1)予測できないこと 2)非常に強い衝撃を与えること
3)いったん起きると、それらしい説明が作りあげられ、偶然には見えなくなったり、予め判っていたように思えたりすること
しかし、実際に起きるまで、「黒い白鳥」に気が付かないのは何故か?
3)の説明が、やけに長い。しかし、そこと、その次の「気が付かない」ことを合わせて解明することがこの本のポイントとなる。
上記の3)を読んだ時、永井陽之助の“国債情勢と予測”についての言葉を想い起こした。(『序にかえてー国際情勢と予測』「多極世界の構造」P13)。
それは「…事件が生じた後になって、まるで昔からすべてを知っていたかのように、その必然性を説明するのが常であった」というセリフだ。
これはまた、別の機会に説明しよう。話を戻してブラックスワンだ。
その著者であるタレブが「フォーリン・アフェアーズ リポート 2011年7月号」に寄稿した論文を偶々読んだので紹介しよう。
『ブラックスワンの政治・経済学』
ボラティリティを抑え込めば世界はより先の読めない危険な状態に直面する。
人間は本能的に、自分たちの世界を改革し、それが作り出す結末を変化させようと現実に介入するが、特にその介入対象が複雑系である場合、想定外の事態につきまとわれることになる。
誤解が生じるのは、人類が直線系の領域において歴史的に洗練度を高めてきた分析を、複雑系にもそのまま当てはめて考えようとするからだ。最近の中東における革命はその具体例だ。従って、状況を変化させるより、柔軟なシステムで、対応していくべきだ。変動や衝撃を抑えようと政策的に模索するのは、結果的に非常に大きな事態急変のリスク、つまり、テールリスクを高める。
<ブラックスワンの衝撃>
なぜトップエリートは、事態の展開に驚き続けるのか。現実には、危機が回避できないことを示す分析は数多く示されていた。中東革命についても、重要なポイントは、安定を維持するため、現状が頻繁に大きく変化する「ボラティリティ」を人為的に抑えつけようとし、結局は、事態の急変に直面したことだ。

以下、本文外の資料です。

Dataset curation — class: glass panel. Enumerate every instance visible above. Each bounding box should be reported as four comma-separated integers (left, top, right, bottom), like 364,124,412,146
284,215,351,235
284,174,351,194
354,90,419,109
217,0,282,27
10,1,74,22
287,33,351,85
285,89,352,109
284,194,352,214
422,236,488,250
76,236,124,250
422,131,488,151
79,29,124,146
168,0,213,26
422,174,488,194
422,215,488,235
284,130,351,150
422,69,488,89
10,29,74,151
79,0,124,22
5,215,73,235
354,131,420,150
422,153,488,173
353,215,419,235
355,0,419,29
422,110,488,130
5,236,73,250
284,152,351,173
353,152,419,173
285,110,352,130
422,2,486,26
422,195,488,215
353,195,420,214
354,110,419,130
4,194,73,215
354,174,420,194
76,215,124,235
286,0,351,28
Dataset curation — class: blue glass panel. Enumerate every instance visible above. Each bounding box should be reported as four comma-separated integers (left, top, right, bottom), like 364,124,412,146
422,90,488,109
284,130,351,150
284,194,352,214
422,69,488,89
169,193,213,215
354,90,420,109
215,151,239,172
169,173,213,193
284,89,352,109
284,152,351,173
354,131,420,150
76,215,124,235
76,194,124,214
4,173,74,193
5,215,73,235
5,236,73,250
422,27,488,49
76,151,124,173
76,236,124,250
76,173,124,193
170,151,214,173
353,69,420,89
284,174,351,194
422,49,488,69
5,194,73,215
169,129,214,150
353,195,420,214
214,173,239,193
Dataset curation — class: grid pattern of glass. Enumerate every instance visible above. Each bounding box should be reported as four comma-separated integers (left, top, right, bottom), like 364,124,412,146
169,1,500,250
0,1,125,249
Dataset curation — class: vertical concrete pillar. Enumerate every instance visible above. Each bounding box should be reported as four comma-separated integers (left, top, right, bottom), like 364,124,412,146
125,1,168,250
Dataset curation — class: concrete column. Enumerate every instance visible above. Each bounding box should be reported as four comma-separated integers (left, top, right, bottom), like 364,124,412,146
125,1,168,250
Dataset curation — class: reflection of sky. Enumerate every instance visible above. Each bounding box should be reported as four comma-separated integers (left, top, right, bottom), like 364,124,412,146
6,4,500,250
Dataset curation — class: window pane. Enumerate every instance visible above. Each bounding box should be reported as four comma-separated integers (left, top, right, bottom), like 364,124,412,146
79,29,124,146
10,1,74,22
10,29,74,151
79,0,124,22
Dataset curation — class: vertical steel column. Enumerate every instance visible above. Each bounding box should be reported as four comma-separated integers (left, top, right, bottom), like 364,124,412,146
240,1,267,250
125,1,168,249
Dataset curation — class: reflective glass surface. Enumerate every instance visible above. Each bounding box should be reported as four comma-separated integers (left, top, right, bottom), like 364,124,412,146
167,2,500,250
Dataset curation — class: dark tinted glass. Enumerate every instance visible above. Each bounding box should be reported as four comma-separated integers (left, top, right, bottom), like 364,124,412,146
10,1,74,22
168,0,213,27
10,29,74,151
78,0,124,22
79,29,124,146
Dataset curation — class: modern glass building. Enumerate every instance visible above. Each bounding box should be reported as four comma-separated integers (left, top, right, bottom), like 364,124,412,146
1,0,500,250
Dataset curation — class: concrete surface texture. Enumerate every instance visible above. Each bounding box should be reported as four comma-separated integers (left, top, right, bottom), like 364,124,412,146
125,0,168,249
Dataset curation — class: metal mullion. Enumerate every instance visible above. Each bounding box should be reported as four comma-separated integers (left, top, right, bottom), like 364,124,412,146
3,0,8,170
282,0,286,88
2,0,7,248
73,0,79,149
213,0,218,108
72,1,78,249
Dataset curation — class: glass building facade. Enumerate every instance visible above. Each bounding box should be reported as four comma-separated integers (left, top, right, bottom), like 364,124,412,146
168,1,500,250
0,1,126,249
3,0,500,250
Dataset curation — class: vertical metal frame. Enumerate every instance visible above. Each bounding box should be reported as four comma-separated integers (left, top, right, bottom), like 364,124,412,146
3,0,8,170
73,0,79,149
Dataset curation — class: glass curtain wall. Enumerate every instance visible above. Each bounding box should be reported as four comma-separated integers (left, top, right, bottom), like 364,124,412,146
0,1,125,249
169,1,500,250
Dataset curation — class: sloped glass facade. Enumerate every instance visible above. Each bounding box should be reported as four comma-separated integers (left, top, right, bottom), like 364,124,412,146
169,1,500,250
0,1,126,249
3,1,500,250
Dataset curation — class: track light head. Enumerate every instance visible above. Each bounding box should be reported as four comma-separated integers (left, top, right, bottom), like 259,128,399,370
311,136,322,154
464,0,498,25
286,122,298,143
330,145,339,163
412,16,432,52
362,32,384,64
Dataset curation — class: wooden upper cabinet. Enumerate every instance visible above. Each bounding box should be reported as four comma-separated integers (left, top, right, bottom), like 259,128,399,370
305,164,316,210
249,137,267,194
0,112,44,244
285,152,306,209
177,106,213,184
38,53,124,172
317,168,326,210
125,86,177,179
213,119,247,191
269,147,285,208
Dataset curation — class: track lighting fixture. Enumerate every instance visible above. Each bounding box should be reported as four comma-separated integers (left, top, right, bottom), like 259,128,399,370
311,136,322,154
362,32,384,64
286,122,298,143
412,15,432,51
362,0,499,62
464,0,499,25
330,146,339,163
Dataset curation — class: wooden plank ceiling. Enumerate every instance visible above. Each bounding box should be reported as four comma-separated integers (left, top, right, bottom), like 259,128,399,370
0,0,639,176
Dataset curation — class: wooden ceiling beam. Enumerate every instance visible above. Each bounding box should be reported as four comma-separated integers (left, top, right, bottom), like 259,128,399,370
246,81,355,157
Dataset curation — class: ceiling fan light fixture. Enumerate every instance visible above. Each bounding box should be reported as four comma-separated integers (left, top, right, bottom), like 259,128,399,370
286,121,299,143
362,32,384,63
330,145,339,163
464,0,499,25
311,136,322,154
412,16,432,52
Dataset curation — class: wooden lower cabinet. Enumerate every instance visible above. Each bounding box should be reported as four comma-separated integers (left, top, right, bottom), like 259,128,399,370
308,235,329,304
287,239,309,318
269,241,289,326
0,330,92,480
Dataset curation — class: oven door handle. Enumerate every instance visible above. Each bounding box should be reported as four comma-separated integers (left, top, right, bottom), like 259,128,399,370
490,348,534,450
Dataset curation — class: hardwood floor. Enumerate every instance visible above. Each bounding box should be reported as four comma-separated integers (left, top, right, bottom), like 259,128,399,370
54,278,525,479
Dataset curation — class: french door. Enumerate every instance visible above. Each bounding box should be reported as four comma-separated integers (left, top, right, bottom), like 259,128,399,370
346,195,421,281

明確でないリスクを「かなりの確率で大きな帰結を伴う統計的リスク」とみなして、確率は低いが高い衝撃と大きなリスクを伴う「テールリスク」を政策決定者の意識から消し去るのは間違いだ。チュニジア、エジプト、リビアの事態は、大きく抑えつけられたシステムが破裂したときに何が起きるかの具体例だ。
人為的に「ボラティリティ」を抑えた複雑なシステムでは、平静を保っている現実がもろくも崩れることがある。水面下でリスクが高まっているときにも、表面は非常に穏やかで、もろさは感じ取れないことが多い。
「ブラックスワン」化したシステムでは、統計的規範からは想像もつかず、専門家が予測できない大規模な変動が起きやすくなる。
通常のシステムに対するミスパーセプションが、アラブ世界における現在の混乱を呼び込んだ。システムを力強いものにするには、すべてのリスクが明白で、しかも開放的でなければならない。制度は揺れ動いても、沈んではいけない。
アメリカ政府は、見せかけの安定のために独裁体制を支援するのを止め、むしろ、体制に対する政治的な雑音が表面化するのを認めるべきだ。
イスラム国が出現して以降の混乱する中東情勢は、フランスでのテロとして跳ね返り、西欧諸国は国内に<暴力>を抱え込むようになった。おそらく、タブレの方法もここで試されるだろう。